On the heat transfer fins 2, plural (in the present embodiment, two) a set of guide fins 21a and 21b and a set of guide fins 21c and 21d arranged straightly from upstream to downstream in the flow direction of the air flow are formed, by cutting and raising, on the heat transfer fin 2 surfaces on both sides of each of the heat transfer fins 3 (i.e., the lower side and the upper side of each of the heat transfer fins 3). Straight lines L₁ and L₂ that hypothetically interconnect the guide fins 21a and 21b and the guide fins 21c and 21d slant with respect to the flow direction of the air flow so as to guide the air flow in the vicinities of the heat transfer tubes 3 to rear sides of the heat transfer tubes 3 in the flow direction of the air flow. Here, attack angles α₁ and α₂ that the straight lines L₁ and L₂ form with respect to the flow direction of the air flow are set to be within the range of 10° to 30°.

Further, each of the guide fins 21a to 21d is formed such that its height gradually increases downstream in the flow direction of the air flow. In the present embodiment, each of the guide fins 21a to 21d is substantially trapezoidal or substantially triangular (see FIG. 3; FIG. 3 is a diagram showing the guide fins 21c and 21d, but the guide fins 21a and 21b also have the same shape) and is formed such that its maximum height h is less than the height H of the collar portions 23. Further, slit holes 22a to 22d that are formed in the heat transfer fins 2 when the guide fins 21a to 21d are cut and raised are disposed on the far sides of the heat transfer fins 3 with the guide fins 21a to 21d being interposed therebetween.

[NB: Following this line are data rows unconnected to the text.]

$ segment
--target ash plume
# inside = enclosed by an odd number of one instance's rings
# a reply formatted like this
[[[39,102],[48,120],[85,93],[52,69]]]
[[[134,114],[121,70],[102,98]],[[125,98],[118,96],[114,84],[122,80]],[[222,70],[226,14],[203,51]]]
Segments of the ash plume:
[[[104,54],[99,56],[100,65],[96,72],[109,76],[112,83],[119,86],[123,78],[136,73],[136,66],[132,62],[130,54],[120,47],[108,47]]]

(3) Characteristics of Fin Tube Heat Exchanger

In the fin tube heat exchanger 1 configured as described above, the guide fins formed on both sides of each of the heat transfer tubes 3 are divided into the plural (in the present embodiment, two) the set of the guide fins 21a and 21b and the set of the guide fins 21c and 21d from upstream to downstream in the flow direction of the air flow, and the set of the guide fins 21a and 21b and the set of the guide fins 21c and 21d slant with respect to the flow direction of the air flow so as to guide the air flow in the vicinities of the heat transfer tubes 3 to the rear sides of the heat transfer tubes 3 in the flow direction of the air flow, so mainly the effect of renewing the boundary layers can be reliably obtained by the guide fins 21a and 21c of the guide fins 21a to 21d that are disposed on the front sides of the heat transfer fins 2 in the flow direction of the air flow and the effect of reducing dead water regions formed on portions of the rear sides of the heat transfer fins 3 in the flow direction of the air flow can be obtained by the guide fins 21b and 21d that are disposed on the rear sides of the heat transfer fins 2 in the flow direction of the air flow, and it can be made easier for drain water occurring on the heat transfer fin 2 surfaces to be drained from between the guide fins 21a and 21b and between the guide fins 21c and 21d. Thus, a heat transfer promoting effect by the guide fins 21a to 21d can be obtained without being affected by drain water occurring on the heat transfer fin 2 surfaces.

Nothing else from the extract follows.